After following the kind nurse in the door and down an empty hallway, she deposited me in an exam room where I waited. After a brief wait, one of my favorite LPN’s checked me out and I waited alone in that room for the results of the strep test before going home to wait a few days for the results of the COVID-19 test. In the exam room, I waited about 20 minutes. Twenty minutes alone in a room in a wing of the clinic that was hauntingly empty with no phone therefore no Kindle book. It was me in a shroud of silence. Waiting. Waiting. Waiting.
Waiting is art, perhaps, in that it becomes what you make of it. It can be perturbing or relaxing. You are given time to stew or to notice. I chose to notice. I noticed what it was like to be utterly alone in a time when we were exceptionally careful of each other. So worried about ourselves and one another. I noticed the courage of the medical professionals doing their own waiting between tests. Each test moving them further into a global pandemic, something they had prepped but never experienced. We were all new to this waiting.
No, I did not have COVID-19. My cough stuck with me another couple of months, and nearly a year later, so has my experience waiting.
Much of the time we are waiting. Waiting for someone to come home. Waiting for water to boil. Waiting for kids to go to bed. Waiting for husbands to surprise us with coffee. Waiting for tulips to push out of the soil. Waiting for the bus. Waiting for the internet to speed up. The next time you find yourself waiting, you might embrace it as a time of noticing.

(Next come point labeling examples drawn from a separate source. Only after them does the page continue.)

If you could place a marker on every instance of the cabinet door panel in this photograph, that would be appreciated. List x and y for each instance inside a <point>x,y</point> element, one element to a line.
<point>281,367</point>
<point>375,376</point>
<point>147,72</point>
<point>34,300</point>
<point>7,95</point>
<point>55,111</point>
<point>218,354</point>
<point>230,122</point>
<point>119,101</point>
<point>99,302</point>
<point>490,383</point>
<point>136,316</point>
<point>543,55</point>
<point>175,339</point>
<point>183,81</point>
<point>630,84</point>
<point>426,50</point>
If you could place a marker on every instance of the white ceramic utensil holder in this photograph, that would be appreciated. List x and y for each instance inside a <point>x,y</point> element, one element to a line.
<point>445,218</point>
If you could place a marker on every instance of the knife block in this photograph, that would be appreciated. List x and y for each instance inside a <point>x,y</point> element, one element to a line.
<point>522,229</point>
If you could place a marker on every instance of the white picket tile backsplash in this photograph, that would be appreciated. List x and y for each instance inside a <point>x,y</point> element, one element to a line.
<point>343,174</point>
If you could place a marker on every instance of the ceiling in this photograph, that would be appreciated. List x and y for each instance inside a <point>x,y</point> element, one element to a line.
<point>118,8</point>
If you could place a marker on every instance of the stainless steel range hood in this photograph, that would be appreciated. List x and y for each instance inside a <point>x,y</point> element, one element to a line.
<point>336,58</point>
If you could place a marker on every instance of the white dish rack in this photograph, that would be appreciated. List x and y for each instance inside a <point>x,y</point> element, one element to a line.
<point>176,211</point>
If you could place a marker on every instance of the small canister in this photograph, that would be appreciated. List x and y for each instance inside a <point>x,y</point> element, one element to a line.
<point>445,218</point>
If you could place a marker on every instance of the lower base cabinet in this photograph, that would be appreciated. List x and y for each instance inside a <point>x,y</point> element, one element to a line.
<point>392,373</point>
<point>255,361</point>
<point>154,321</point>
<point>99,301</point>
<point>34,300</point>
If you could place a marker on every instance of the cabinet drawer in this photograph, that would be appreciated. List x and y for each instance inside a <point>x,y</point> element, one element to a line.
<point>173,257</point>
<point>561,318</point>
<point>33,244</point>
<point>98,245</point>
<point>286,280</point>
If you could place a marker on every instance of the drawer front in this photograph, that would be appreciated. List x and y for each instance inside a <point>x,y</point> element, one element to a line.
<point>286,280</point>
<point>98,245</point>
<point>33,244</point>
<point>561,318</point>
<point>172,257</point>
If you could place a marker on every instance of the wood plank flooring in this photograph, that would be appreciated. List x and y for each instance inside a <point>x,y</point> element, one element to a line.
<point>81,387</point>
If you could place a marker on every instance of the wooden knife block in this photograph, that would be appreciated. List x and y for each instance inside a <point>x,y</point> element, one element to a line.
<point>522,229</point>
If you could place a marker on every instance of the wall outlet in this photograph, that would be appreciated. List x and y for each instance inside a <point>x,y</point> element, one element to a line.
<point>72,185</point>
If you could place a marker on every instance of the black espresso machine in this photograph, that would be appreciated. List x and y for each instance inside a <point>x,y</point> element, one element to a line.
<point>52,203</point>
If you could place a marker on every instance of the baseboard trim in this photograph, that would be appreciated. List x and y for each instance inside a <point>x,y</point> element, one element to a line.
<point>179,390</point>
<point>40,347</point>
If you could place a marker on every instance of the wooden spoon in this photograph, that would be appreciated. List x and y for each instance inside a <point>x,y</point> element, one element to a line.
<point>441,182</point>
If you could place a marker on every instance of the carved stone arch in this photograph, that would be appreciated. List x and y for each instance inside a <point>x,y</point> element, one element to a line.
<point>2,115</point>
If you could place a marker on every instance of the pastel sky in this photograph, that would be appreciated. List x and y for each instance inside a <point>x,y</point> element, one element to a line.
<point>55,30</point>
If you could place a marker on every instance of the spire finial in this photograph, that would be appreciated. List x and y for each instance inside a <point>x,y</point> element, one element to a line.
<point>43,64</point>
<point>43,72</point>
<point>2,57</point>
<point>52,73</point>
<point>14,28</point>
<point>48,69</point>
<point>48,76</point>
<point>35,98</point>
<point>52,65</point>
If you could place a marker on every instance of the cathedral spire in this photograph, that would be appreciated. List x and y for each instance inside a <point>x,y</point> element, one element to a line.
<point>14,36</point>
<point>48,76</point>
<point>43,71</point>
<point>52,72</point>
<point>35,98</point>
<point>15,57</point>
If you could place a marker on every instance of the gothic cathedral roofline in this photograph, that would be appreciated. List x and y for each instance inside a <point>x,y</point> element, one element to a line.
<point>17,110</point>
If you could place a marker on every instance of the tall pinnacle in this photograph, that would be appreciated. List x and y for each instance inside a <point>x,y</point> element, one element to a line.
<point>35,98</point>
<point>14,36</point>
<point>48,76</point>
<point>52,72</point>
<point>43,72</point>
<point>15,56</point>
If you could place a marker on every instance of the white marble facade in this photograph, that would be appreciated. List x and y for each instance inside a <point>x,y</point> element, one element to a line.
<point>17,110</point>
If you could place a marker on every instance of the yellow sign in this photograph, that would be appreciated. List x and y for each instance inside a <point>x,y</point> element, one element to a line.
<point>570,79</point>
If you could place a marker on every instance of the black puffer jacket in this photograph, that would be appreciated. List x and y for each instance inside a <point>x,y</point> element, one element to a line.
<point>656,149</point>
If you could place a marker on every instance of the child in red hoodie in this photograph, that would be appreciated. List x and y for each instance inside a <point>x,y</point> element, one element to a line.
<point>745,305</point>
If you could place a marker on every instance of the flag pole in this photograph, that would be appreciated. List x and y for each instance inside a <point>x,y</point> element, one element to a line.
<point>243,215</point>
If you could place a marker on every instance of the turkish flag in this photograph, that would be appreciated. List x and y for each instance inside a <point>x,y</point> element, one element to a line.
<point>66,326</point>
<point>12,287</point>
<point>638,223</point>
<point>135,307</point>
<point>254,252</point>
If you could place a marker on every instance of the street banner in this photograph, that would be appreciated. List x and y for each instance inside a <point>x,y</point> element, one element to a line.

Lent is six weeks of waiting for Easter Sunday. We notice in the waiting how human and fragile we are and Jesus was. We are absolutely vulnerable to everything in these bodies God blew out of the dust and then climbed into in Bethlehem. We are vulnerable to broken bones and a broken heart. To insidious coughs and scary diagnoses. Notice in this last stretch of waiting during Lent that you are fragile and so is this life. Look around, notice and take inventory of what matters. Moments matter, relationships matter, Christ’s forgiveness matters, each season of your life matters, you matter.
Thank you, Jesus, for periods of waiting, and for showing up so we never wait alone.
A question for littles
Do you think Jesus ever has to wait for anything?
A question for former littles
What is the next big thing you are waiting for?
A spiritual practice
The next time you are waiting in line, resist the urge to go to your phone. Notice what is around you. Can you pray silently for someone you see? Or for the person who will later clean the floor you are standing on? What do you notice as you wait?